A low TTL or frequent hostname changes can reduce the benefit of dns-prefetch. Separately, if you already have strong browser caching for the resource itself (see browser caching and Cache-Control headers), DNS may become a bigger relative share of "first-hit" latency.

The Website Owner's perspective: Treat dns-prefetch like an operational checklist item: whenever marketing adds a new tag or vendor, you either (a) delay it until after user-visible rendering, or (b) add the right hint if it must run early.

How to validate the win

Use lab tests to see the mechanism

dns-prefetch is easiest to verify in synthetic tests because you can see timing directly.

What to look for in a waterfall:

• A DNS lookup for example-vendor.com occurring before the request that needs it
• The later request showing no DNS blocking (or a near-zero DNS segment)
• Earlier start time for the critical resource (CSS, font file, or early script)

If you can run a cold-cache test, do it – dns-prefetch is most visible there.

Related reading: field vs lab data and Measuring Web Vitals.

Use field data to confirm it matters for users

In real-user measurement, the impact may be muted because many users already have DNS cached (especially for large providers like Google Fonts).

So rather than expecting a giant sitewide shift, look for:

• Improvements on entry pages for new sessions
• Improvement in LCP distribution tails (p75/p90) rather than averages
• Reduced "random" regressions after third-party changes

If you're correlating with Core Web Vitals, focus on whether the resources behind LCP come from a hostname that benefits from earlier resolution. (Core Web Vitals overview: Core Web Vitals.)

A simple decision matrix for teams

Use this to decide between doing nothing, dns-prefetch, and preconnect.

Pick hints based on probability and timing – preconnect for must-have immediate origins, dns-prefetch for likely next connections.

Common "it got worse" interpretations

If you add dns-prefetch and don't see improvement (or see noise), it's usually one of these:

• The DNS was already cached for most users, so the measurable delta is small.
• The hostname is requested too late for DNS to matter.
• The bottleneck is elsewhere (render-blocking CSS, big JS bundles, slow TTFB, or heavy third-party execution).
• You prefetched too many domains, adding overhead during startup.

In those cases, dns-prefetch isn't "bad" – it's just not the lever that moves your current bottleneck.

Practical rollout plan (what to do Monday)

1. List cross-origin hosts used on your top landing pages and checkout/cart.
2. From a waterfall, identify the earliest 3–10 that are both common and meaningful.
3. Add rel="dns-prefetch" for the "likely" tier.
4. Add rel="preconnect" for the "must be early" tier (usually 1–3 origins).
5. Re-test and verify that DNS moved earlier and that key requests start sooner.
6. Revisit monthly (tag managers change dependencies constantly).

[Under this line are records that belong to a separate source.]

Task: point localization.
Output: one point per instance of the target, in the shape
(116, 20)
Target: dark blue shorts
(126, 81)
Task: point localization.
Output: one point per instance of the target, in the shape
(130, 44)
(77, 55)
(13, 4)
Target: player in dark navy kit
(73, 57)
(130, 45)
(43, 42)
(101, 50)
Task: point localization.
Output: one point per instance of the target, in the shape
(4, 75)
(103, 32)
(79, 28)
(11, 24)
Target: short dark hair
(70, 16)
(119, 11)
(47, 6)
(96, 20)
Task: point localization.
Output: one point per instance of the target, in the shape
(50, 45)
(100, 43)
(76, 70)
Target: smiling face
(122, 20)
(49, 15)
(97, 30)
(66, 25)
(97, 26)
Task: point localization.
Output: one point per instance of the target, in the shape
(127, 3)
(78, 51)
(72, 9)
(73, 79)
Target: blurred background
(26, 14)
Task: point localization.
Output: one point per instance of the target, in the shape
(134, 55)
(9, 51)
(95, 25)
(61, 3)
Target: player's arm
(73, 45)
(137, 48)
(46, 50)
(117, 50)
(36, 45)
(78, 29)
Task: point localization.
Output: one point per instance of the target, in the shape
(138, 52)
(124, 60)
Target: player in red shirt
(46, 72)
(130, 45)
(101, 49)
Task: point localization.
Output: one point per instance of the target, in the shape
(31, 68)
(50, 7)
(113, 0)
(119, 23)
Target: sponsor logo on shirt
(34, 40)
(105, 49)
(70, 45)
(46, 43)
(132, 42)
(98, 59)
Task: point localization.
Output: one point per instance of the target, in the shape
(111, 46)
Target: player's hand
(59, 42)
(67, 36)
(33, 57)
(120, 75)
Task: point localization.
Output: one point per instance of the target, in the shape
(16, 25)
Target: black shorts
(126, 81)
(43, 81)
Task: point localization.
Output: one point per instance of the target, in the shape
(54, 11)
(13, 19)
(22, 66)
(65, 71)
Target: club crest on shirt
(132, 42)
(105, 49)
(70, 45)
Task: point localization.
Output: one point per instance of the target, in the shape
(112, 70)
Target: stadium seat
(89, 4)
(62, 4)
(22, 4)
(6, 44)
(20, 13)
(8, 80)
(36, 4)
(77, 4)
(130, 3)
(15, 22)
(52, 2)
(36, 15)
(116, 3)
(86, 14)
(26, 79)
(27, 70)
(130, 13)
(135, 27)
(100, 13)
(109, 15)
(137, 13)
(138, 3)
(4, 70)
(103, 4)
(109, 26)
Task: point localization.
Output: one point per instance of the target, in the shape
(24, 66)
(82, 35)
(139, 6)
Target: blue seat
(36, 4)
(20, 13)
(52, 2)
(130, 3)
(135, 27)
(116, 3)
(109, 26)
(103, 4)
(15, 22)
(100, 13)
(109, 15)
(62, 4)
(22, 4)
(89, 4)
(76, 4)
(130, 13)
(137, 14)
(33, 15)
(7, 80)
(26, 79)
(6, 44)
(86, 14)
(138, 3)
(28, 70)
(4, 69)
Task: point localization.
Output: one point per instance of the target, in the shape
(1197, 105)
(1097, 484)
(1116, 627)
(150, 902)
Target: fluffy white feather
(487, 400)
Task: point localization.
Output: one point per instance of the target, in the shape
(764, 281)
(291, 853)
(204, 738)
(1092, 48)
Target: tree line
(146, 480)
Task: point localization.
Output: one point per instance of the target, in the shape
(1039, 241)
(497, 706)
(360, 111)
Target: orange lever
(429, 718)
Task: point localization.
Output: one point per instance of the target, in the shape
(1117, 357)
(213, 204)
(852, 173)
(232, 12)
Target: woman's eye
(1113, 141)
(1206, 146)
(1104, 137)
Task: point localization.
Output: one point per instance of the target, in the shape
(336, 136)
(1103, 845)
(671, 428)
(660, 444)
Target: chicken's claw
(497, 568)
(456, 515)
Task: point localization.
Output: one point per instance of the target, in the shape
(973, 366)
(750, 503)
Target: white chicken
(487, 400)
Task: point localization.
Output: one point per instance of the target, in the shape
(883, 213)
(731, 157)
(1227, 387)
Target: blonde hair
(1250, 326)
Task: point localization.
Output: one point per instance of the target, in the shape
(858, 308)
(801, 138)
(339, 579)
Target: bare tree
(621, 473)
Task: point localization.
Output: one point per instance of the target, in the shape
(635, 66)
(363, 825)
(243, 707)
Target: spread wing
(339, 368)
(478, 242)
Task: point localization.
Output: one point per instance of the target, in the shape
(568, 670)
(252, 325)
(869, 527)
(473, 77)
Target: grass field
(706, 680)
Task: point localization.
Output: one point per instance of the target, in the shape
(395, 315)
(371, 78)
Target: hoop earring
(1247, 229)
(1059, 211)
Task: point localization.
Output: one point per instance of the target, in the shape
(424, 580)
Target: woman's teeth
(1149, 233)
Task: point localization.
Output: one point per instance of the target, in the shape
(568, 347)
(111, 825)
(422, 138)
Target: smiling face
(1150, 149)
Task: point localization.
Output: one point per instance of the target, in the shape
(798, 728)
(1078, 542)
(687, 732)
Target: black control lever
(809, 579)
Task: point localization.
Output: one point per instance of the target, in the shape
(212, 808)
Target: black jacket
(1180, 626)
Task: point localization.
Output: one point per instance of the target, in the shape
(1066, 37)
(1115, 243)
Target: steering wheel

If you're also trying to reduce overall dependency cost, pair this with audits of third-party scripts and page weight controls like asset minification and code splitting.

Bottom line

DNS prefetching is a small, targeted optimization that helps when your page relies on multiple hostnames – especially third parties – and DNS lookup time shows up as blocking in your critical path. Use it sparingly, verify it in a waterfall, and treat it as a dependency-management tool for real business pages (landing, product, cart, checkout), not as a blanket "speed hack."